In this post, I will summarize some concepts about policy gradient, off-policy gradient, and importance sampling.

Goal of Reinforcement Learning

A policy $ \pi$​ is a mapping from states to probabilities of selecting each possible action. At step $t$ of an episode,

\[\pi(a | s)=\operatorname{Pr}\left(A_{t}=a | S_{t}=s\right)\]

We can view the policy \(\pi\) as a neural network which parameterized by \(\theta\), which are denoted by $ \pi(a \mid s, \theta) $ or $\pi_{\theta} (a \mid s)$. The goal of reinforcement learning is to find a policy \(\pi\) that achieve a lot reward over the long run.

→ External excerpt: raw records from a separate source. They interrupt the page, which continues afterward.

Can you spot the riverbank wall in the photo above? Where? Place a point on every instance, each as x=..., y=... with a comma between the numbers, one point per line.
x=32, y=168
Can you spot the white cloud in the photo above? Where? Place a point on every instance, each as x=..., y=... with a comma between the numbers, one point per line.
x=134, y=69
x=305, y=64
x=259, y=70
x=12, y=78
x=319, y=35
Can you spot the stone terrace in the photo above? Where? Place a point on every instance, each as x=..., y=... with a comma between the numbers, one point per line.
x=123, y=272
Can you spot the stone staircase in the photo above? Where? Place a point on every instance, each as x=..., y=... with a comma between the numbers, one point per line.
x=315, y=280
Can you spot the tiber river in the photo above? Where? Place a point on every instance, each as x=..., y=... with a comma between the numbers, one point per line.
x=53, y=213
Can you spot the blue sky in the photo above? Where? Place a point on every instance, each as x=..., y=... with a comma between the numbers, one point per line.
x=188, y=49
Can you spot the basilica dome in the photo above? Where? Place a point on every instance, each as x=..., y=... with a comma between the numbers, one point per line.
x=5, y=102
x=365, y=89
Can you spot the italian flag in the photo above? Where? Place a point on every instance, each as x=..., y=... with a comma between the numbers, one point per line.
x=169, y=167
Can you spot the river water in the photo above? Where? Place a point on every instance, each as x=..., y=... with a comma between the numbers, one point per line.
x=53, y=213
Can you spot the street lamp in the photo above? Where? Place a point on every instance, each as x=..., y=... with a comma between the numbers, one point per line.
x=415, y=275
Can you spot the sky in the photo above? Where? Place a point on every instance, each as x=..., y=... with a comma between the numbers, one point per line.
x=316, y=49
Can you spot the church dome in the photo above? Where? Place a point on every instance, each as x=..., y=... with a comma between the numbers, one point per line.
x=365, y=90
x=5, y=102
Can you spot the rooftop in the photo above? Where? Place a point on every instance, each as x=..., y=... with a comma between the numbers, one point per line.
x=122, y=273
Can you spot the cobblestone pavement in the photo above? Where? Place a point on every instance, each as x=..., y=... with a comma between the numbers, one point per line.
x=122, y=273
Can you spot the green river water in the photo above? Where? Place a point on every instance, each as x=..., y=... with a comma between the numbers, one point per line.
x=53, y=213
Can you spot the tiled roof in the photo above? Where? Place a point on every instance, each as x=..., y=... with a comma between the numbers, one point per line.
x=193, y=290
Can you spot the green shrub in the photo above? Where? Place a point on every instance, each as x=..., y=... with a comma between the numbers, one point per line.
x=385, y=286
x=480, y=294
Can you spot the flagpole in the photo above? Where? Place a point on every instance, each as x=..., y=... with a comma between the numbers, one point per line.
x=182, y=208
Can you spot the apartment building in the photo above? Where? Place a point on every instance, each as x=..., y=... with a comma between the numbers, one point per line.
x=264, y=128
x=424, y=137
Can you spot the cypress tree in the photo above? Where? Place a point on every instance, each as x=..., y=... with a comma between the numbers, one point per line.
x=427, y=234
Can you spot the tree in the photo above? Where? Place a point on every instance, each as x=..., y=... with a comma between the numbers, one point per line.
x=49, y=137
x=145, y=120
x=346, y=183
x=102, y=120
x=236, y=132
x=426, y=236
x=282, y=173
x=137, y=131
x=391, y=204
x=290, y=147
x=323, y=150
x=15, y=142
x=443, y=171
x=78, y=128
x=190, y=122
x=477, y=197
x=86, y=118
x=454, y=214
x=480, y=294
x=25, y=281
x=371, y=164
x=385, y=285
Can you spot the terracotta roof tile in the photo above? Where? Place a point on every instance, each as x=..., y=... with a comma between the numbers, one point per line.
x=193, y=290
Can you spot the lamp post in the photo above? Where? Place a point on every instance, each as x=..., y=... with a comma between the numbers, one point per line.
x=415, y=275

For example, in episodic tasks, the probability of occurrence of one specific episode $\tau$ under policy $\pi$ is

\[p_{\theta}(\tau) =p_{\theta}\left(s_{1}, a_{1}, \cdots, s_{T}, a_{T}\right) =p\left(s_{1}\right) \prod_{t}\left[\pi_{\theta}\left(a_{t} | s_{t}\right) \cdot p\left(s_{t+1} | s_{t}, a_{t}\right)\right]\]

The objective is to ==find the optimal policy $\pi$== which is parameterized by \(\theta\) such that have maximum expected return:

\[\begin{align} \theta^{*} &= \arg\max_{\theta} J(\theta) \\ &= \arg \max _{\theta} \mathbb{E}_{\tau \sim p_{\theta}(\tau)}\left[\sum_{t=1}^{T} R_{t} \right] \end{align}\]

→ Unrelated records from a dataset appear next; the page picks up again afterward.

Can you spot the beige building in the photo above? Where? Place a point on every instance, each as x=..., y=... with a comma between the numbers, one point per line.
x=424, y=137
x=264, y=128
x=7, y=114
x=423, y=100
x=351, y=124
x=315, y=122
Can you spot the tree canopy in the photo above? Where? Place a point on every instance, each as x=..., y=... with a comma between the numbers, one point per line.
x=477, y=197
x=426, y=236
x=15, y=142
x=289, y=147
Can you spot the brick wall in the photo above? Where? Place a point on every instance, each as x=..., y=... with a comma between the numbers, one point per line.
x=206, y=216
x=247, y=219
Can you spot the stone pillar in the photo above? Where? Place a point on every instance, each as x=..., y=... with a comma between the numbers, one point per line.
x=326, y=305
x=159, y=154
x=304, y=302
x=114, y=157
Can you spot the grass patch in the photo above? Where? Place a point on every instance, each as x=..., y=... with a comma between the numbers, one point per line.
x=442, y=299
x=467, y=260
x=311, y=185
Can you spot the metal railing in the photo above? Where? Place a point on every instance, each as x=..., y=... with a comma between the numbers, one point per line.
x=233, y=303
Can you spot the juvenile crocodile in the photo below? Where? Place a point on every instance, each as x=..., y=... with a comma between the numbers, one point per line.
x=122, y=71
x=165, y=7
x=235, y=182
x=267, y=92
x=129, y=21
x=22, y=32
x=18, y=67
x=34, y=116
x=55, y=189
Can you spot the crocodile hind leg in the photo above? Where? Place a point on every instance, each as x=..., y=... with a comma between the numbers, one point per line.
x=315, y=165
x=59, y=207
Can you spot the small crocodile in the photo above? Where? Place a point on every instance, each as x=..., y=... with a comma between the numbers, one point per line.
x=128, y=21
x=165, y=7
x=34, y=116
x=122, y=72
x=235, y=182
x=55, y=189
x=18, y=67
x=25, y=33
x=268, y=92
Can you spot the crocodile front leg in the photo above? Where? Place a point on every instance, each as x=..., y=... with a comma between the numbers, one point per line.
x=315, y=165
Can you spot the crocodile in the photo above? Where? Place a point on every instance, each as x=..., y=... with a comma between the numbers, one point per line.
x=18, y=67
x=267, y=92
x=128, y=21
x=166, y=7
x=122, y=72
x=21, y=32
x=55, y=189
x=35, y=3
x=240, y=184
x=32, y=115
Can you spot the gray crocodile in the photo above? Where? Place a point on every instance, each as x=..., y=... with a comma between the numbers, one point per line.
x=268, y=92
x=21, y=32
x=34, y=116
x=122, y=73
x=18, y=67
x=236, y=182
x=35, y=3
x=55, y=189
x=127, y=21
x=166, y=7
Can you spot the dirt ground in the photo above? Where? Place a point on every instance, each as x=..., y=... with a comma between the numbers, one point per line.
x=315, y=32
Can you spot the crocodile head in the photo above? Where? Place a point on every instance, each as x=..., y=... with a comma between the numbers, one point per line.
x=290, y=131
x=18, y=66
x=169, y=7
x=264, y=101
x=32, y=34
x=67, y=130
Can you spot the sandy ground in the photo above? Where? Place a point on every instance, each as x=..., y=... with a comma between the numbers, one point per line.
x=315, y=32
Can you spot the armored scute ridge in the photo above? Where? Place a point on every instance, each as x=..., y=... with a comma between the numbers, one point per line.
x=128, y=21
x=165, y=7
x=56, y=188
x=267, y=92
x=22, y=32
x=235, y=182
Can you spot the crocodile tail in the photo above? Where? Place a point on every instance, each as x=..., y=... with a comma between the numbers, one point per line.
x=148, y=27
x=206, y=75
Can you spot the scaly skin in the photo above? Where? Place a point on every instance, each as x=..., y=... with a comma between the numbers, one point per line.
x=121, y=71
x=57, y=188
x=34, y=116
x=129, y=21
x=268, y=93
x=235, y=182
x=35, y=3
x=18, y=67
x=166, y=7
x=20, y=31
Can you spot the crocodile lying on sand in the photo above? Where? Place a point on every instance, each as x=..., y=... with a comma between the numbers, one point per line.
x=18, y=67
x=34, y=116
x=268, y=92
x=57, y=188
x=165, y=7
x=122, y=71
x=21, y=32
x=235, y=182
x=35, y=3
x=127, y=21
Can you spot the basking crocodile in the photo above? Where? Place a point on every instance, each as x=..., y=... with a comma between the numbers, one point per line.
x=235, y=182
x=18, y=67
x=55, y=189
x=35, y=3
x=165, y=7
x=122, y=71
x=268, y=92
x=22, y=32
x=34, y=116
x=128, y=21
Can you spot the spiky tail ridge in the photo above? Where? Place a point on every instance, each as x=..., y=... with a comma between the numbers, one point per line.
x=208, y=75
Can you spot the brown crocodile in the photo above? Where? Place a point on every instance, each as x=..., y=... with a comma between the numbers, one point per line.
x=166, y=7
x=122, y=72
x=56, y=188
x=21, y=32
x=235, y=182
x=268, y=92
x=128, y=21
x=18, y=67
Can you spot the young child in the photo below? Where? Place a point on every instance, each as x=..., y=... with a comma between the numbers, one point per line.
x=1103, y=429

First, we can do sampling and averaging to derive an unbiased estimate of our objective $J(\theta)$ :

\[J(\theta) \approx \frac{1}{N} \sum_{n}^{N} \sum_{t}^{T} R_t\]

Then, we try to improve it based on gradient ascent. Once we obtain the optimal policy, we can determine the optimal action in each possible state.

Policy Gradient

For each trajectory $ \tau$,

\[\tau = \{S_0, A_0, R_1, \cdots, S_{T-1}, A_{T-1}, R_{T}, S_{T}\}\]

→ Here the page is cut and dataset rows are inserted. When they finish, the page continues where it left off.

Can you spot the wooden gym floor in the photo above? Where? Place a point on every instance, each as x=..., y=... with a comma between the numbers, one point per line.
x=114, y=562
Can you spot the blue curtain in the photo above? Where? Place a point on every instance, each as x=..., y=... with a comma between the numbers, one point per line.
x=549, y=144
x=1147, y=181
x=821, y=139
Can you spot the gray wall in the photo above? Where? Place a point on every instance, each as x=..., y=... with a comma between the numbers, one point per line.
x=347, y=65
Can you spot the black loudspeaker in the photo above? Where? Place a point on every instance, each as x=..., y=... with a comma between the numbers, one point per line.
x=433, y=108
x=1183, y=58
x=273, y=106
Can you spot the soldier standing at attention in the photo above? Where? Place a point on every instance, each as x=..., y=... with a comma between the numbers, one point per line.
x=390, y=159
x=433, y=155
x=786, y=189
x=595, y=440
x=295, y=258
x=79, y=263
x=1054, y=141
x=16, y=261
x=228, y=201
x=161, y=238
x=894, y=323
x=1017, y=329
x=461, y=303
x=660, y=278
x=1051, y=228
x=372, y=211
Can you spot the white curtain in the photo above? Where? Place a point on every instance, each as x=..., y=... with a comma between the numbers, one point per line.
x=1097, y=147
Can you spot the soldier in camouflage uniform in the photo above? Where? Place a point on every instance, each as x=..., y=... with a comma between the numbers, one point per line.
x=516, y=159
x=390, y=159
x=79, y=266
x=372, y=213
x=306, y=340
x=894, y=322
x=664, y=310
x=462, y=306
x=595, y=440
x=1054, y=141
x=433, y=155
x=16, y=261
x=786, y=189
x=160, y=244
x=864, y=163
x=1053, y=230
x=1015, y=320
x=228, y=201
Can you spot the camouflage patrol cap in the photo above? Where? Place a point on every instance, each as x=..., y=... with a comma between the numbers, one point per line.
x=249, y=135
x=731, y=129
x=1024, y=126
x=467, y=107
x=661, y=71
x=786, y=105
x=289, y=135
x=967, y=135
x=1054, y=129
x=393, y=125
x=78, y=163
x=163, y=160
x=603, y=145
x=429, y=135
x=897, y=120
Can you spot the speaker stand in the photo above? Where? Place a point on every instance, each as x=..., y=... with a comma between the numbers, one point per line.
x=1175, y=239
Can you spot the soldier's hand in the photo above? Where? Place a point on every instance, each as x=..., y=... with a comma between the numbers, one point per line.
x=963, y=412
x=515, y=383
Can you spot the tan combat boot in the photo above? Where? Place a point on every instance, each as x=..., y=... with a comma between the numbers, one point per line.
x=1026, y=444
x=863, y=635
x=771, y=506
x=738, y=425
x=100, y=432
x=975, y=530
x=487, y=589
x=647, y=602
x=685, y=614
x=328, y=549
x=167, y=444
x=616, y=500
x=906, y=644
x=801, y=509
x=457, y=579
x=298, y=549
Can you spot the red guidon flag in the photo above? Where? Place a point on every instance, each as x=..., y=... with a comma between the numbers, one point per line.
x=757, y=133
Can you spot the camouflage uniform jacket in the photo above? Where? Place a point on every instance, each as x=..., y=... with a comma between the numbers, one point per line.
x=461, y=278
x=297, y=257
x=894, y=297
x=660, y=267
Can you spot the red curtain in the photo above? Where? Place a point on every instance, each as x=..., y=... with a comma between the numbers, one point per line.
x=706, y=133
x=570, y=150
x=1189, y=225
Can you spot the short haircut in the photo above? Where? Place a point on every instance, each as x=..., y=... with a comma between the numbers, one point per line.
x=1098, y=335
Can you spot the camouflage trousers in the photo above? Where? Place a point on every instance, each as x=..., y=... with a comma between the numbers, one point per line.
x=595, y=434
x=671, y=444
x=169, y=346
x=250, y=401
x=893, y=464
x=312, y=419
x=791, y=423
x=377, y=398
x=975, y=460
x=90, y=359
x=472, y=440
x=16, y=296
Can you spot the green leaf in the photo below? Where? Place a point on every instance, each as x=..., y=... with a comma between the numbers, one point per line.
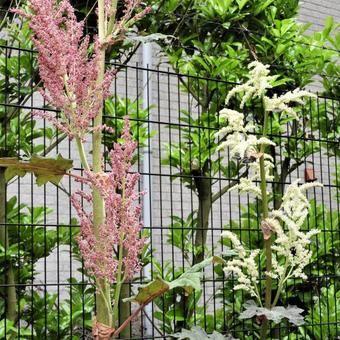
x=198, y=333
x=241, y=3
x=45, y=169
x=189, y=280
x=150, y=291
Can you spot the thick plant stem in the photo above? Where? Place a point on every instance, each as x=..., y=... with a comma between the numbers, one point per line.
x=267, y=242
x=4, y=240
x=124, y=310
x=203, y=185
x=103, y=296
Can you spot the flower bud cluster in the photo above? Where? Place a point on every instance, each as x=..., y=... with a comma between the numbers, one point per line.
x=122, y=224
x=291, y=244
x=244, y=266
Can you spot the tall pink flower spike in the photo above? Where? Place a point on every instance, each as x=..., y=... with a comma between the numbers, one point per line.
x=69, y=74
x=122, y=221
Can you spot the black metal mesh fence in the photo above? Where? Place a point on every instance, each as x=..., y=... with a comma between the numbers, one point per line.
x=186, y=208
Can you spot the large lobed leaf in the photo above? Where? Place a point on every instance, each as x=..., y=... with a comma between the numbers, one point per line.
x=45, y=169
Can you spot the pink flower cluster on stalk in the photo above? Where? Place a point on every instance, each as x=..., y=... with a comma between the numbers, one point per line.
x=69, y=74
x=122, y=224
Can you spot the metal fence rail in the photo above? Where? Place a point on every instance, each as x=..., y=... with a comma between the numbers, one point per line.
x=176, y=158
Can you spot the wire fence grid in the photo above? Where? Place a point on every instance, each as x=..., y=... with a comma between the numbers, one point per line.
x=54, y=297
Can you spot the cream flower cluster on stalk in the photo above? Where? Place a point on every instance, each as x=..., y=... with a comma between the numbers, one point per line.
x=291, y=245
x=244, y=267
x=290, y=248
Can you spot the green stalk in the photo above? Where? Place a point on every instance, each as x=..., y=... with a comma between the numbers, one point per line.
x=103, y=296
x=4, y=240
x=267, y=243
x=119, y=282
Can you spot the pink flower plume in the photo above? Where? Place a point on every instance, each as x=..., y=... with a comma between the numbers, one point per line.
x=122, y=224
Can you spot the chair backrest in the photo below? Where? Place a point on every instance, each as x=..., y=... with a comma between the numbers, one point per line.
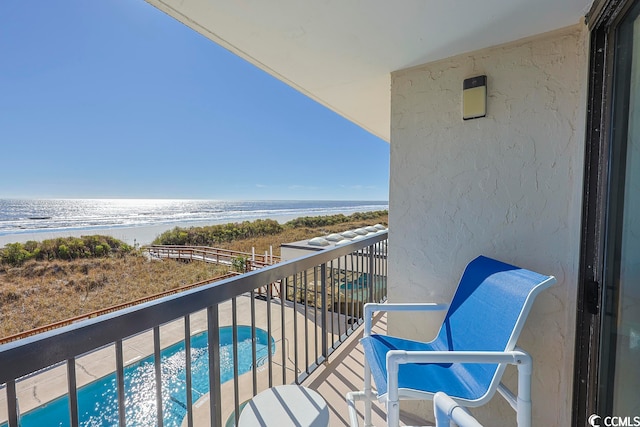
x=488, y=311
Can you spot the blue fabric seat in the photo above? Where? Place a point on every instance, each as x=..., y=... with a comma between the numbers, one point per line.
x=480, y=328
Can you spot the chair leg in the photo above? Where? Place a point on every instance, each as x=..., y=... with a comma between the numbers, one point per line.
x=524, y=393
x=368, y=393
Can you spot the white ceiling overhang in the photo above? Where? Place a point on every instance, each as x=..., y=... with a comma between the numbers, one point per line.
x=341, y=52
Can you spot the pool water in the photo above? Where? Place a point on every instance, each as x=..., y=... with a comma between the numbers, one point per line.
x=98, y=404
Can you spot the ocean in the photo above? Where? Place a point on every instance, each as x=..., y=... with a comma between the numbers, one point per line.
x=22, y=220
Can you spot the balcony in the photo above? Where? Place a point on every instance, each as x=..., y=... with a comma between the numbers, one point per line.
x=293, y=322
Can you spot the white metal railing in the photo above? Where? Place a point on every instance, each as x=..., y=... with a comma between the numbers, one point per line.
x=310, y=306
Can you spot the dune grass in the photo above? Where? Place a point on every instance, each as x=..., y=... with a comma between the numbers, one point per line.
x=40, y=292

there is a total reward $R(\tau)$ associate with it,

\[R(\tau) = \sum_{t=1}^{T} R_t = \sum_{t=0}^{T} R(s_t, a_t) = G_{0}\]

Then the expected total reward of a trajectory under $ \theta$ is

\[J(\theta) = \bar{R}_{\theta}=\sum_{\tau} R(\tau) p_{\theta}(\tau)=E_{\tau \sim p_{\theta}(\tau)}[R(\tau)]\]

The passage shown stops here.